There are two ways to clear these messages. First, you can increase the Query Store size or clear Query Store. Second, you can change the Retention and Capture policy and enable Query Store by executing the ALTER DATABASE commands described in the “Create efficient query plans using Query Store” section earlier in this chapter.
When enough time has passed after queries have executed, open the Azure portal, select SQL databases in the navigation pane, click the database to analyze, and then select Query Performance Insight in the Support + Troubleshooting category. The Query Performance Insight blade includes the following three tabs:
Resource consuming queries
Long running queries
Custom
The Resource Consuming Queries tab lists the queries consuming the most resources for the last 24 hours. The top of this section shows a line chart that by default shows the percentage of CPU over time consumed by various queries, as shown in Figure 4-32, although the values for the individual queries are too low to see clearly on the chart. You can click Data IO or Log IO in the top left section to review the relative resource consumption for these resources instead of CPU.

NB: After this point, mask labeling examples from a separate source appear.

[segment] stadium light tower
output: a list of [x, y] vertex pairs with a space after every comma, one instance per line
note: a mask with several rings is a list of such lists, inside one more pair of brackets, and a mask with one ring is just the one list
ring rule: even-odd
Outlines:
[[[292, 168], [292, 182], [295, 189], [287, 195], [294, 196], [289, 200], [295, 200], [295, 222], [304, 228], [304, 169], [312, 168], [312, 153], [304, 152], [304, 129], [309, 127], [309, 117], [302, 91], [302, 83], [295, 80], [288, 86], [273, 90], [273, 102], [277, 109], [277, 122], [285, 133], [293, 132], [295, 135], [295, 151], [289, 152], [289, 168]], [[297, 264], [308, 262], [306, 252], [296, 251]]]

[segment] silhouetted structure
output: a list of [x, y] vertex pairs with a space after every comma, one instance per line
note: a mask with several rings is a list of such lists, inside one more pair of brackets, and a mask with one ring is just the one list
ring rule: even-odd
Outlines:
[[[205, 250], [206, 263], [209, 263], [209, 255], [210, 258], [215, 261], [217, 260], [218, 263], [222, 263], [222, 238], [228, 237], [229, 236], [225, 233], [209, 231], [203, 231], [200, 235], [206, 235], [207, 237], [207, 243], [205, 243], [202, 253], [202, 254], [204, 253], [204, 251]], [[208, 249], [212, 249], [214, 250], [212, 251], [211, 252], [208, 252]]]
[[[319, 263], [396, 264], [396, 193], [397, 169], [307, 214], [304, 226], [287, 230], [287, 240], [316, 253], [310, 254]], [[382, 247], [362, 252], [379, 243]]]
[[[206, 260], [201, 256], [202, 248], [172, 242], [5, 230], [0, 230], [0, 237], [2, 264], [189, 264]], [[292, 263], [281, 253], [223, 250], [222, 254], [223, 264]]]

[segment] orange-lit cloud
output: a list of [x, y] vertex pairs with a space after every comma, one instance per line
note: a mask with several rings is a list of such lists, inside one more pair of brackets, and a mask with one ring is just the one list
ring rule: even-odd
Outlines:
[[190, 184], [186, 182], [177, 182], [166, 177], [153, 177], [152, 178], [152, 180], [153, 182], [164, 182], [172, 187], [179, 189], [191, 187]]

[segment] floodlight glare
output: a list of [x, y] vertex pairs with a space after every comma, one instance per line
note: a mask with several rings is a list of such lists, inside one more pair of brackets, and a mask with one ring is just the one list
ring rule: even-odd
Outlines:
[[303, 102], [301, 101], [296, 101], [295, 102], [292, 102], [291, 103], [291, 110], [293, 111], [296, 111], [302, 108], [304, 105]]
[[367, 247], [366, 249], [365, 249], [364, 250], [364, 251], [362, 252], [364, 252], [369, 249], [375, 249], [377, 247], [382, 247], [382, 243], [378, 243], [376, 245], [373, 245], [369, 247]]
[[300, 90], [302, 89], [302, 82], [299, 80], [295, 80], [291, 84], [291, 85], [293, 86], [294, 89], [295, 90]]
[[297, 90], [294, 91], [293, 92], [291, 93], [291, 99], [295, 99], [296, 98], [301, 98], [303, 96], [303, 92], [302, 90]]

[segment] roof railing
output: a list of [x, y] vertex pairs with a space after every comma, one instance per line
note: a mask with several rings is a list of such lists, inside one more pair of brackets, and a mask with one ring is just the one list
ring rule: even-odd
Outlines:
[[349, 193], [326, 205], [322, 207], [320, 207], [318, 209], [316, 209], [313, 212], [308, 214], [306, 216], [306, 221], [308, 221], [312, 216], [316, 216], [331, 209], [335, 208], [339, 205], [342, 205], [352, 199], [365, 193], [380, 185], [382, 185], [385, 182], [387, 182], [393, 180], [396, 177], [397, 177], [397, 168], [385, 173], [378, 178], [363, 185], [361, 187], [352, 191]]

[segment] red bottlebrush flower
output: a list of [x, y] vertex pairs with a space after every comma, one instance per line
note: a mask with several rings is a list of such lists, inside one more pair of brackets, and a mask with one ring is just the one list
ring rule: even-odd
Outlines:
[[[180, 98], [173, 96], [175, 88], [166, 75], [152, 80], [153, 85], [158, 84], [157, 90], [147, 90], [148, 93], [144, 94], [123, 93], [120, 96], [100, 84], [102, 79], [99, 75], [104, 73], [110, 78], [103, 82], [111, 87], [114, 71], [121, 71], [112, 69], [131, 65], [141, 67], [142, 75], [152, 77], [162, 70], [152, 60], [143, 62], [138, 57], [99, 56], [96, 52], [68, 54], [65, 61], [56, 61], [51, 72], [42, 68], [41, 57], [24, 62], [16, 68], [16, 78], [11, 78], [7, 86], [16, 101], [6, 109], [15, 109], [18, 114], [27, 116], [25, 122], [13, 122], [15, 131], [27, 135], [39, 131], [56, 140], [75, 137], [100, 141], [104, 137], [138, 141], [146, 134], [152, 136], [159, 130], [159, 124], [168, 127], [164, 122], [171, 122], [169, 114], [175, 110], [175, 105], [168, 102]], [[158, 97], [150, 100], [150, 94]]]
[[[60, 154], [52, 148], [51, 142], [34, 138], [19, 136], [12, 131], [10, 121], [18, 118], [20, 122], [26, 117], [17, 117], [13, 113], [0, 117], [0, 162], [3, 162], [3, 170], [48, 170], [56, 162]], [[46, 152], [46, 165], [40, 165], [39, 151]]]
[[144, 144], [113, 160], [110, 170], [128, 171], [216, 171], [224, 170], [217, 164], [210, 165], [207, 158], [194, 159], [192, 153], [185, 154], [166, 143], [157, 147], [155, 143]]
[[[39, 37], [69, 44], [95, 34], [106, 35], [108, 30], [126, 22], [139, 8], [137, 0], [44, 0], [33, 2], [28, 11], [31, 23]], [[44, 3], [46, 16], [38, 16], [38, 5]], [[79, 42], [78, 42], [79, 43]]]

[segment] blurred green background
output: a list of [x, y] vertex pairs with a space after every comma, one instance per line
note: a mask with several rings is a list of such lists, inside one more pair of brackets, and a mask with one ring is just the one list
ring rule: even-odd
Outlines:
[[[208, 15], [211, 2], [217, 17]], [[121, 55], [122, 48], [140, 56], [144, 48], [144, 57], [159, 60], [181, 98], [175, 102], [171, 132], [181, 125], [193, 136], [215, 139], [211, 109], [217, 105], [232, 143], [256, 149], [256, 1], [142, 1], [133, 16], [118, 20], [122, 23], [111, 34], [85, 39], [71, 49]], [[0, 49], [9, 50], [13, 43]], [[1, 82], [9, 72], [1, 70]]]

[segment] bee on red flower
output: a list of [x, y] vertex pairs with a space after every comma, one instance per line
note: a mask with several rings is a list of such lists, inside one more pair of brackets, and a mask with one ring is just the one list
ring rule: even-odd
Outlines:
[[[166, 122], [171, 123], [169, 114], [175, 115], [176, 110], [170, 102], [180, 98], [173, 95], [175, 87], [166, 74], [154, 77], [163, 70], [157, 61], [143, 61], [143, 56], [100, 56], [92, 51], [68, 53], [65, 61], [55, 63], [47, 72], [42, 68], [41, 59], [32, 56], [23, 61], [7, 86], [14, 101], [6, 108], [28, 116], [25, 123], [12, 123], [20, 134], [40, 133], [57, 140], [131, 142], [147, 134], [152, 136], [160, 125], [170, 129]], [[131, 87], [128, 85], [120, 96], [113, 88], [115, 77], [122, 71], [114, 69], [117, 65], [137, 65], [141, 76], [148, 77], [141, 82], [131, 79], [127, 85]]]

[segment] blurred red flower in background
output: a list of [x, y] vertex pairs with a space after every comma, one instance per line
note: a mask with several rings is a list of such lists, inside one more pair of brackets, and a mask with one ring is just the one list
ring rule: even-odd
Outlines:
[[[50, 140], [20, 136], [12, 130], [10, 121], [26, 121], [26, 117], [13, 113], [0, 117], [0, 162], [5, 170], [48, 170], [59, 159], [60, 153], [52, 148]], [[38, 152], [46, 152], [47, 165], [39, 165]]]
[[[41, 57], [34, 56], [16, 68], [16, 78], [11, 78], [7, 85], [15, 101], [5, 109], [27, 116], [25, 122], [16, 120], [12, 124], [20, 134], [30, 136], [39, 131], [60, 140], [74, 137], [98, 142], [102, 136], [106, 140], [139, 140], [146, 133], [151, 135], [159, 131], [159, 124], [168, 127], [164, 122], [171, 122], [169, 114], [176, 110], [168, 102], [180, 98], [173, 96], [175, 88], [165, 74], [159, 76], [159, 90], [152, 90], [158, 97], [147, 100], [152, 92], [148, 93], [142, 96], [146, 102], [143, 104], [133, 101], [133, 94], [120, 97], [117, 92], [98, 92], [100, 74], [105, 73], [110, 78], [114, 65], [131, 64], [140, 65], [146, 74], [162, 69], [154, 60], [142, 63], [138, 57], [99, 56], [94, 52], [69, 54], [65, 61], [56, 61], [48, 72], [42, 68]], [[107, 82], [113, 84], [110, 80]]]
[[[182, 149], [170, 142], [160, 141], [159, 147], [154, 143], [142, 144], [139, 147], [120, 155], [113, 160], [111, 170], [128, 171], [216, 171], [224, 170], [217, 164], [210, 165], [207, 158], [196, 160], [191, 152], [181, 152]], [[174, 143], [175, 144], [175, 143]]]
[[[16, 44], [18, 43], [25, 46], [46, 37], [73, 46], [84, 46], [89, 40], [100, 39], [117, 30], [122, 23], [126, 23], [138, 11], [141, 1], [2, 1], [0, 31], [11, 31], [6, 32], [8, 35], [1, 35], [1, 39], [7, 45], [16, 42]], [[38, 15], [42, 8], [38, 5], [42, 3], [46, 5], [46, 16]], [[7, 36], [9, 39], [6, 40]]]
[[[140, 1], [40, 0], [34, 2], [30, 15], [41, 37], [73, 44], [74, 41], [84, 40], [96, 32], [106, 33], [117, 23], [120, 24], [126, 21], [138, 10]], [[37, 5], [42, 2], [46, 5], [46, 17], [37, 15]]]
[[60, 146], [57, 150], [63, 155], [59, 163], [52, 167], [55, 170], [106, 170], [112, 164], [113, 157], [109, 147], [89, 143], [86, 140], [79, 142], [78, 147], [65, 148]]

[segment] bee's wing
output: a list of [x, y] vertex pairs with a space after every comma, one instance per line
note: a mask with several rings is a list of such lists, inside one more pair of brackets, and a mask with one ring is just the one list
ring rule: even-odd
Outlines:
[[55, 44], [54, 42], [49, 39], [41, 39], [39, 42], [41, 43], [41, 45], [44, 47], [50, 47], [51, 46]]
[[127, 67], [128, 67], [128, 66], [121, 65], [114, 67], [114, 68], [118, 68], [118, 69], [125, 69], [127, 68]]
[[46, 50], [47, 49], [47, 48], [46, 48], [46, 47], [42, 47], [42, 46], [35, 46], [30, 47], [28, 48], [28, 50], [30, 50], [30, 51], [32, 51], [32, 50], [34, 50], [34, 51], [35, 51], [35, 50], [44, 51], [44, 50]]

This chart has many interactive features. For example, you can click on the red line on the chart to show the overall Database Throughput Unit (DTU) values, as shown in Figure 4-33. A DTU is a single metric to represent CPU, memory, and IO thresholds. You can also change the basis for determining the top five queries from CPU as shown to Data IO or Log IO by clicking the respective filter labels in the top left of the chart. Another option is to zoom in on a period of time by using the sliders (as indicated by the triangles along the horizontal axis of the chart) to increase or decrease the period of time to view in the chart.

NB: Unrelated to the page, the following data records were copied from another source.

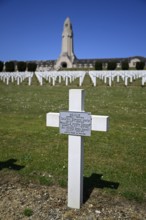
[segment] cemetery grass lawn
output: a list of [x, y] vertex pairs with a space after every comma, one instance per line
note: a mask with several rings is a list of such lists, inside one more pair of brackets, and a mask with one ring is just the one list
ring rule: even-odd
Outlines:
[[[45, 185], [67, 186], [67, 135], [46, 127], [46, 113], [68, 110], [72, 85], [20, 86], [0, 82], [0, 172]], [[84, 138], [85, 186], [103, 193], [146, 201], [146, 87], [127, 88], [86, 77], [85, 110], [110, 117], [107, 133]], [[116, 189], [117, 188], [117, 189]]]

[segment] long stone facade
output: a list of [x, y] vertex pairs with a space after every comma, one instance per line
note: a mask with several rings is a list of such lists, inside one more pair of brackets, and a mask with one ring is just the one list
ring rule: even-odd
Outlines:
[[36, 61], [38, 66], [38, 71], [48, 71], [48, 70], [60, 70], [60, 69], [93, 69], [95, 62], [100, 61], [103, 63], [104, 68], [106, 69], [107, 63], [109, 61], [116, 61], [117, 68], [121, 68], [121, 63], [123, 61], [129, 62], [129, 67], [134, 68], [136, 62], [144, 61], [146, 63], [146, 58], [141, 56], [127, 57], [127, 58], [105, 58], [105, 59], [77, 59], [74, 53], [74, 43], [73, 43], [73, 28], [70, 21], [70, 18], [67, 17], [62, 32], [62, 47], [61, 53], [57, 60], [48, 60], [48, 61]]

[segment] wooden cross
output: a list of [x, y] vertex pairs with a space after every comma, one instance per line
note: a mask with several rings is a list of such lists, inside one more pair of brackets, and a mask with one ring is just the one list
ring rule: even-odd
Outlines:
[[[85, 112], [84, 97], [85, 91], [83, 89], [70, 89], [69, 112], [81, 113], [82, 115]], [[47, 113], [46, 126], [60, 127], [60, 115], [61, 113]], [[86, 125], [86, 127], [90, 126]], [[108, 127], [108, 116], [91, 115], [92, 131], [107, 131]], [[83, 161], [83, 136], [71, 134], [68, 136], [68, 207], [70, 208], [80, 209], [83, 203]]]

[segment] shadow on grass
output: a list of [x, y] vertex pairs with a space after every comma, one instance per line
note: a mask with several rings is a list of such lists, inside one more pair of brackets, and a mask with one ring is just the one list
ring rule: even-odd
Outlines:
[[10, 169], [10, 170], [21, 170], [25, 167], [25, 166], [15, 164], [16, 162], [17, 162], [16, 159], [9, 159], [3, 162], [0, 161], [0, 170], [5, 169], [5, 168]]
[[94, 188], [118, 189], [119, 183], [102, 180], [102, 174], [93, 173], [90, 177], [84, 177], [84, 203], [89, 199]]

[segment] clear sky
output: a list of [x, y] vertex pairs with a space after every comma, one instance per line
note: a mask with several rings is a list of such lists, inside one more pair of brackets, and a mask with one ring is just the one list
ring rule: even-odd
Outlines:
[[146, 57], [146, 0], [0, 0], [0, 60], [52, 60], [70, 17], [77, 58]]

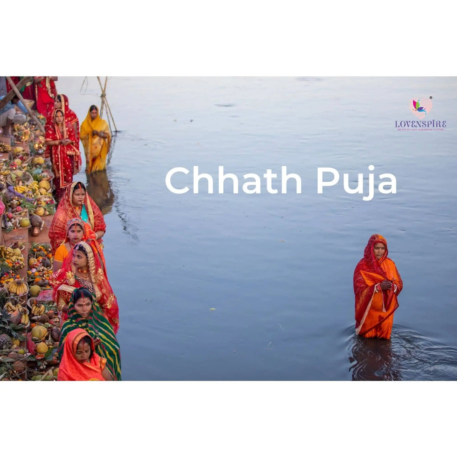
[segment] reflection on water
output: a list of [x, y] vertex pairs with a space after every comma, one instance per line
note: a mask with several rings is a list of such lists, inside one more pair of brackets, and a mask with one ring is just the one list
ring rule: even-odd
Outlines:
[[457, 349], [409, 329], [395, 326], [390, 340], [364, 338], [348, 332], [347, 350], [353, 381], [432, 381], [457, 377]]
[[87, 193], [100, 208], [104, 215], [111, 211], [114, 202], [114, 194], [106, 170], [86, 173]]

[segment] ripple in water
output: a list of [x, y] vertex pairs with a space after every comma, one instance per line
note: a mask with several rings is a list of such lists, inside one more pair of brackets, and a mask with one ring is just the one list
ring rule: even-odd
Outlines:
[[457, 349], [394, 326], [390, 340], [354, 334], [347, 349], [353, 381], [457, 380]]

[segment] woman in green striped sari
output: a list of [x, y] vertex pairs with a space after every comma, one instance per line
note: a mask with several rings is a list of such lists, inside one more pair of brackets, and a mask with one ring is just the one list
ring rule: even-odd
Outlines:
[[113, 380], [121, 380], [121, 353], [112, 327], [93, 296], [87, 289], [79, 287], [71, 295], [68, 305], [68, 320], [60, 331], [58, 354], [64, 354], [67, 335], [75, 329], [84, 329], [94, 340], [95, 351], [106, 359], [106, 367]]

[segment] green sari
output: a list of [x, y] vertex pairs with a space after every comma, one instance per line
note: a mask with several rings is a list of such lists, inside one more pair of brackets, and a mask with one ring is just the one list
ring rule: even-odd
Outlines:
[[95, 351], [100, 357], [106, 359], [106, 367], [114, 381], [121, 380], [121, 352], [112, 327], [105, 317], [100, 306], [95, 300], [92, 302], [90, 314], [87, 319], [79, 314], [74, 308], [75, 289], [68, 304], [68, 320], [64, 323], [60, 331], [58, 354], [60, 360], [64, 354], [64, 346], [67, 335], [75, 329], [84, 329], [93, 340], [98, 338], [100, 343]]

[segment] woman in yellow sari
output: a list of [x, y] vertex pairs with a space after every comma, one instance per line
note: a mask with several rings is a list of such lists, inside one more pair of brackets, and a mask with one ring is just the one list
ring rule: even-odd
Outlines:
[[86, 118], [81, 124], [80, 138], [86, 156], [86, 173], [105, 170], [106, 156], [111, 145], [111, 133], [106, 121], [98, 114], [98, 108], [92, 105]]

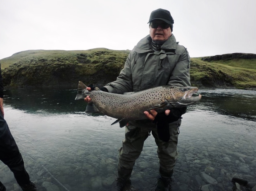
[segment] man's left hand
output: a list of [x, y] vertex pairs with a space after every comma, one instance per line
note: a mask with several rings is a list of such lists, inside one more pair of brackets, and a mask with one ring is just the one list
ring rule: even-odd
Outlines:
[[[151, 110], [150, 113], [148, 111], [144, 111], [144, 114], [148, 118], [152, 121], [154, 121], [155, 118], [157, 114], [157, 112], [154, 109]], [[168, 115], [170, 114], [170, 111], [169, 109], [166, 110], [165, 112], [165, 115]]]
[[0, 112], [3, 114], [3, 117], [4, 115], [4, 106], [3, 102], [4, 99], [0, 97]]

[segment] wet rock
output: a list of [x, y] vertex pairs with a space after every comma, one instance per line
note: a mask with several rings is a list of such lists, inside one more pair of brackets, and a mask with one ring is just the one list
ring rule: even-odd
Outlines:
[[196, 180], [198, 185], [201, 185], [202, 184], [202, 178], [200, 176], [196, 175]]
[[185, 184], [182, 184], [179, 186], [180, 190], [180, 191], [187, 191], [188, 186]]
[[241, 191], [241, 186], [238, 183], [236, 183], [234, 185], [234, 186], [232, 188], [232, 189], [234, 191]]
[[245, 161], [244, 161], [244, 160], [243, 159], [243, 158], [241, 157], [239, 157], [239, 160], [240, 161], [243, 163], [245, 163]]
[[203, 178], [207, 183], [211, 184], [216, 184], [218, 183], [217, 181], [214, 178], [206, 174], [204, 172], [201, 172], [201, 174]]
[[215, 169], [214, 168], [211, 167], [208, 167], [205, 168], [204, 170], [204, 172], [206, 174], [208, 174], [213, 172], [215, 170]]
[[249, 173], [250, 171], [250, 169], [249, 168], [245, 165], [241, 165], [238, 167], [238, 169], [243, 172]]
[[200, 187], [200, 191], [213, 191], [214, 190], [211, 184], [205, 184]]
[[230, 162], [231, 161], [231, 160], [227, 157], [225, 157], [223, 159], [224, 161], [226, 162], [227, 162], [228, 163]]
[[44, 182], [42, 186], [45, 188], [47, 191], [60, 191], [58, 186], [49, 182]]
[[91, 179], [91, 186], [93, 188], [97, 189], [101, 187], [102, 186], [101, 178], [99, 176], [93, 177]]

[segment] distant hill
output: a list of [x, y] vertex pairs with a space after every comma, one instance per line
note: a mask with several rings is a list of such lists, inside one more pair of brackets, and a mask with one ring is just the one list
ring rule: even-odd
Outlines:
[[[115, 80], [130, 51], [30, 50], [0, 60], [6, 88], [76, 88]], [[191, 85], [256, 89], [256, 55], [234, 53], [191, 58]]]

When you scroll down this page, you can view the average CPU, Data IO, Log IO, duration, and execution count for the top 5 queries for a table, as shown in Figure 4-34.
When you click a query in this list, you can view its related details in a set of charts, as shown in Figure 4-35.
Below the charts, a table of time intervals displays the metrics, duration, and execution count for the selected query, as shown in Figure 4-36.
The Long Running Queries tab, shown in Figure 4-37, shows the top queries based on duration that have executed on the SQL Database during the past 24 hours. The top of the page shows a chart of each query’s duration by execution time and the bottom of the page shows a table of the key performance metrics for each query. You can use this information to find queries that might require tuning.
You can also optionally configure a custom view by selecting the Custom tab and then selecting values in each of the following drop-down lists:
Metric type Select one of the following metrics by which to determine top queries: CPU, Data IO, Log IO, Duration, or Execution Count.
Time interval Select one of the following time intervals to set as boundaries for selecting top queries: last 6 hours, 24 hours, past week, past month, and a custom range.
Number of queries Select one of the following numbers to use when selecting top queries: 5, 10, or 20.
Aggregate function Select one of the following aggregate functions to use when aggregating metric values: Sum, Max, or Avg.